EDIT link to sample file

After someone notified me that AVI-Mux GUI does not read some vorbis files, I found that my parser does not handle ordered codebooks properly (I need to parse the entire header, since the information I need, the window sizes, are the very last elements), while unordered codebooks work properly.

Since the file can be played, and a file with broken codebooks would hardly be playable, I conclude that the file is valid.

Page numbers refer to the Vorbis_I_spec.pdf file now.

When trying to parse an ordered codebook, the result is that I don't have a syncword at the position where the next codebook should start. Even item 7 on page 14 { 7) if [current_entry] is greater than [codebook_entries] ERROR CONDITION;
the decoder will not be able to read this stream.
} does not work out. Even worse, I compared my code to the corresponding section in libvorbis, and I don't see any difference.

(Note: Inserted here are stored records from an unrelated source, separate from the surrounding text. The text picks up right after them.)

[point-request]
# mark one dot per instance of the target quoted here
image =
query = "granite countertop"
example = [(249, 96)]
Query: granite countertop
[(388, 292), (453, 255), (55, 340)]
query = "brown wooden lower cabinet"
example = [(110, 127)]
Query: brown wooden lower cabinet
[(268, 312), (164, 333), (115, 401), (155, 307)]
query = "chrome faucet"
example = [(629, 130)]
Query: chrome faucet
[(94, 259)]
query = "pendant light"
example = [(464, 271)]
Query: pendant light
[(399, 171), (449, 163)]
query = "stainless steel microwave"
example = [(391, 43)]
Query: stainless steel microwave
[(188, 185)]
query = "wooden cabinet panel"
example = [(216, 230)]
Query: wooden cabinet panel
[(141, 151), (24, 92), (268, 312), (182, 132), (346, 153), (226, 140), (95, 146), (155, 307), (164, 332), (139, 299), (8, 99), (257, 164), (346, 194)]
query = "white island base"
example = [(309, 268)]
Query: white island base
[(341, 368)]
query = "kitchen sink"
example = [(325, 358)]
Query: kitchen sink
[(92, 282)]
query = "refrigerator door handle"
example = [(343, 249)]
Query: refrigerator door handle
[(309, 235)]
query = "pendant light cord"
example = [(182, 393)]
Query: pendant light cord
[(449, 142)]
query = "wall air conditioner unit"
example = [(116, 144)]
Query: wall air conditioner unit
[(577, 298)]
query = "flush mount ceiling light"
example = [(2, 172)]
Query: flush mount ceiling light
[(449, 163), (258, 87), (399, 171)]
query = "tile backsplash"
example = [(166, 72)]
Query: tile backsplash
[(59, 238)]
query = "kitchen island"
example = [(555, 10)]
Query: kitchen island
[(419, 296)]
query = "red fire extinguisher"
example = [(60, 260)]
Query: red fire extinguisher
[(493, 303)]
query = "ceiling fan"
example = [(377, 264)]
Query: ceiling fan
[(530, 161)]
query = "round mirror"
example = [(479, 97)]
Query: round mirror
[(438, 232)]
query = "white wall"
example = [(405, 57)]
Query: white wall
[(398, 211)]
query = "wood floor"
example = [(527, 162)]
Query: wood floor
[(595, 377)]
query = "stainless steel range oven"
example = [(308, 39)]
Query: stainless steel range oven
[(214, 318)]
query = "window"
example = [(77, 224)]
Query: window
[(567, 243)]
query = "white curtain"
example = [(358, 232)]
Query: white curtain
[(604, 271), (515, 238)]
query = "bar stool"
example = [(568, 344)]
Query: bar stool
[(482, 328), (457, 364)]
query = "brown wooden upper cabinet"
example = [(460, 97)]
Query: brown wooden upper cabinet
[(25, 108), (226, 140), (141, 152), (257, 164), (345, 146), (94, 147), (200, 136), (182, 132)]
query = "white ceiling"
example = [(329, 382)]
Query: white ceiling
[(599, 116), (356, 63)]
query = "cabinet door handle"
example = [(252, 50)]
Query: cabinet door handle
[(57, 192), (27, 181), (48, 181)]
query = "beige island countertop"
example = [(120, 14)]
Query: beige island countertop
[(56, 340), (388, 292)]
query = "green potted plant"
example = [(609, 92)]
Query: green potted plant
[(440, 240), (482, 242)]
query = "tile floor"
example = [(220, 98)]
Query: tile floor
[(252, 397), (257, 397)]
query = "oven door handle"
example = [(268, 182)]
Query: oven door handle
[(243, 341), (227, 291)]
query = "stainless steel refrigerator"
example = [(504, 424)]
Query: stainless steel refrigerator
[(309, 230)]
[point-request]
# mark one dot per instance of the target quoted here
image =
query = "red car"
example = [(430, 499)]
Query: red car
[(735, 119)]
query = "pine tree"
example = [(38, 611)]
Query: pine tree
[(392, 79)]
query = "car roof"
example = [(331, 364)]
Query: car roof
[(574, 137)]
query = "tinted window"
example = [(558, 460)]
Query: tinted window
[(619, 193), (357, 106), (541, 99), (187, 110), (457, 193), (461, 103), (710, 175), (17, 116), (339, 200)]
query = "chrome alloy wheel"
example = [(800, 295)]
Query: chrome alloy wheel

Note that I don't need the codebooks themselves, but that I just need to parse throw them to finally get the window sizes.

Here is the code which obviously does not work out:

   int i;
   packet->GetPos();
   int sync_word = packet->ReadBits(24,1);
   int codebook_dim = packet->ReadBits(16,1);
   int codebook_entries = packet->ReadBits(24,1);
   int ordered = packet->ReadBits(1,1);
   int length = 0;
   int* lengths = new int[codebook_entries];

   if (!ordered) {
      int sparse = packet->ReadBits(1,1);
      for (i=0;i<codebook_entries;i++) {
         if (sparse) {
            if (packet->ReadBits(1,1)) {
               // entry used
               length = packet->ReadBits(5,1)+1;
            }
         } else {
            length = packet->ReadBits(5,1)+1;
         }
         lengths = length;
      }
   } else {
      int current_entry = 0;
      int current_length = 1+packet->ReadBits(5,1);
      while (current_entry < codebook_entries) {
         int number = packet->ReadBits(ilog(codebook_entries - current_entry));
         current_entry += number;
         current_length++;
      }

      if (current_entry > codebook_entries) {
         Sleep(1); // B0rked !!  <= debugger breakpoint here
      }
   }

   int codebook_lookup_type = packet->ReadBits(4,1);

Since ordered codebooks work, the problem can only be someone within the indicated section, but I don't see any difference to the code of libvorbis, except that libvorbis does not report an error condition if the described algorithm on page 14 causes a violation of current_entry > codebook_entries (it rather uses an algorithm which is equivalent if the described one does not raise this error condition).

Does anyone see what is wrong in my code? Note: The currently available code on my homepage has an additional error (the line int sparse = packet->ReadBits(1,1); is misplaced, so that can't work).

More tests:
- unordered codebooks are correctly parsed with codebook_lookup_type 0 and 1. I have not yet seen a file with type 2. However, since the first codebook of the test file i got is unordered and uses codebook_lookup_type = 0, and the 2nd (ordered) codebook starts at a correct syncword, but is not parsed correctly, this cannot be the problem causing my code to malfunction.